Of we erbij wilden blijven? T. ging in de wachtkamer zitten. Ik bleef haar nog even vasthouden. Het middel heette T 61. Enkele seconden na het toedienen een kreet als van een lynx, een hevige maar korte opflakkering van levensdrift. Vergeefs. Rust komt over haar. Ze ligt op haar zij, het lijkt alsof ze slaapt. Een slaap waaruit ze niet meer zal ontwaken.

De anders zo levenslustige dierenarts praat nu stil. Dit staat lijnrecht tegenover haar normale taak. Zestien jaar heeft Minoes bij ons gewoond, een levend wezen tussen andere levende wezens, in vele opzichten ánders. Maar naarmate je haar meer observeerde een steeds herkenbaarder medeschepsel, bondgenoot van al wat leeft op aarde.

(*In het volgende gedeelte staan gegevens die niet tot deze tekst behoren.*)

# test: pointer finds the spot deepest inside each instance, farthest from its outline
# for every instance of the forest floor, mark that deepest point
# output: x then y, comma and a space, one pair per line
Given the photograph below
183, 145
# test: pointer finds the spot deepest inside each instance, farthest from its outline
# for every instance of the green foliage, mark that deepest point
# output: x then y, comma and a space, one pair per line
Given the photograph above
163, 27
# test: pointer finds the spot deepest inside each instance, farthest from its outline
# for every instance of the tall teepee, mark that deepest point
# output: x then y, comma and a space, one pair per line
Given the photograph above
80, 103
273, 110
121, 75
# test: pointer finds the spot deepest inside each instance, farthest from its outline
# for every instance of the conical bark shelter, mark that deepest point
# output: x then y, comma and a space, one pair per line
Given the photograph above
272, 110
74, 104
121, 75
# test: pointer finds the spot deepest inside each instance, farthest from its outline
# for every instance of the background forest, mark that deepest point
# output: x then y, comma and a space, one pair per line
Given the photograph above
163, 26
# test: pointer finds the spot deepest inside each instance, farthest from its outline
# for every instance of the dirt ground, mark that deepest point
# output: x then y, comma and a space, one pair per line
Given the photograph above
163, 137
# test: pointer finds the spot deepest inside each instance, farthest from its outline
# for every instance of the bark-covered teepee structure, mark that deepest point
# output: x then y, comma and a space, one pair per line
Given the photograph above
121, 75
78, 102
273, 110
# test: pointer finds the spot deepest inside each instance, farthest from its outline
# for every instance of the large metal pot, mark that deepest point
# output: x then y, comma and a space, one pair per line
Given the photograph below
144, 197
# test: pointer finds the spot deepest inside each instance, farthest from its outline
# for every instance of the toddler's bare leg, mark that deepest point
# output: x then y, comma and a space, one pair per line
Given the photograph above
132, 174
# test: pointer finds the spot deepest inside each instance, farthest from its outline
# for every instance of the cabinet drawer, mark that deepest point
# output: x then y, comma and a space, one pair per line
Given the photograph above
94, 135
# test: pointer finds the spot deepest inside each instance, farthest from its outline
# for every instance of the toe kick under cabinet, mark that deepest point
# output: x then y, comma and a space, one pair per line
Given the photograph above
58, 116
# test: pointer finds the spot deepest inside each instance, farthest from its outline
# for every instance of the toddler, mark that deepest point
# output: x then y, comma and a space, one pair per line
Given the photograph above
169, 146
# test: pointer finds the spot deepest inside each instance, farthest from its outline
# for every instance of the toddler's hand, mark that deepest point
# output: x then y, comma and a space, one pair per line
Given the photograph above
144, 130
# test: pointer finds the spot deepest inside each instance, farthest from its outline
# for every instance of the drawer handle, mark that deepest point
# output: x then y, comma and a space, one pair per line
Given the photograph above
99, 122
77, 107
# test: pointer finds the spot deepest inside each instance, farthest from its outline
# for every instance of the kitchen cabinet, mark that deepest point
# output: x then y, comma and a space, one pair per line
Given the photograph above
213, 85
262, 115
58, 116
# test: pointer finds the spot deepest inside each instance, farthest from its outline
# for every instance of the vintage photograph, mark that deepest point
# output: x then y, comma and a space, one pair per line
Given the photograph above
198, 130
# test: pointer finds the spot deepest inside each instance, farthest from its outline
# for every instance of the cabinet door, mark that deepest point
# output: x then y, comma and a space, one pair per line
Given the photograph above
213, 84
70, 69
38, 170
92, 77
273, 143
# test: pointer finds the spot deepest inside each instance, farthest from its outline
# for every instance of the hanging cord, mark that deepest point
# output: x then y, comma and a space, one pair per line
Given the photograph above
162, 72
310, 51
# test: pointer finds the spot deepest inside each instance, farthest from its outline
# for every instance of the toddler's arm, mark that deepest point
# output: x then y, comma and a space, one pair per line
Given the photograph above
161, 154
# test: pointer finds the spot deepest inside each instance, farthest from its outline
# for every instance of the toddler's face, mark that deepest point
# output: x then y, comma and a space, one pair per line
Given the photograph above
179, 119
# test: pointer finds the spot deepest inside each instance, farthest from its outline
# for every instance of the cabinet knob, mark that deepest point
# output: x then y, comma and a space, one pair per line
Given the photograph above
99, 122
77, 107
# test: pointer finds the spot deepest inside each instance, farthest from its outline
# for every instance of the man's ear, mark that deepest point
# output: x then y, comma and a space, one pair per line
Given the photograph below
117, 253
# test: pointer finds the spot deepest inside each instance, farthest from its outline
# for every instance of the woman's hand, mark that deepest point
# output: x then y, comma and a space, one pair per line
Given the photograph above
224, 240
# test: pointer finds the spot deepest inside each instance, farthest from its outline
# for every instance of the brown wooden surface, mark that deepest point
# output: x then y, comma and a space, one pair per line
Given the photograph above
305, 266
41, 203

Een gevangen muis aan de deur leggen als bijdrage in de huishoudkosten, verbaasd dat we haar trofee meteen begroeven. 's Ochtends op de overloop wachten tot iedereen beneden is. Met ouder te worden, steeds vaker gestreeld willen worden – toen ze ziek was zelfs tevredener zijn met een flinke knuffelbeurt dan met eten. Een paar keer een opflakkering: de tweelettergrepige kattenvariant van het woord 'honger' zeggen op vaste tijdstippen, om geen maaltijd over te slaan. Zich terugtrekken als er iets te veel stemverheffing in huis was, uit plaatsvervangende schaamte. Tijdens het tv-kijken mee komen liggen 'kijken', al bleven de stompzinnige beelden die mensen voor elkaar produceren, haar gelukkig bespaard.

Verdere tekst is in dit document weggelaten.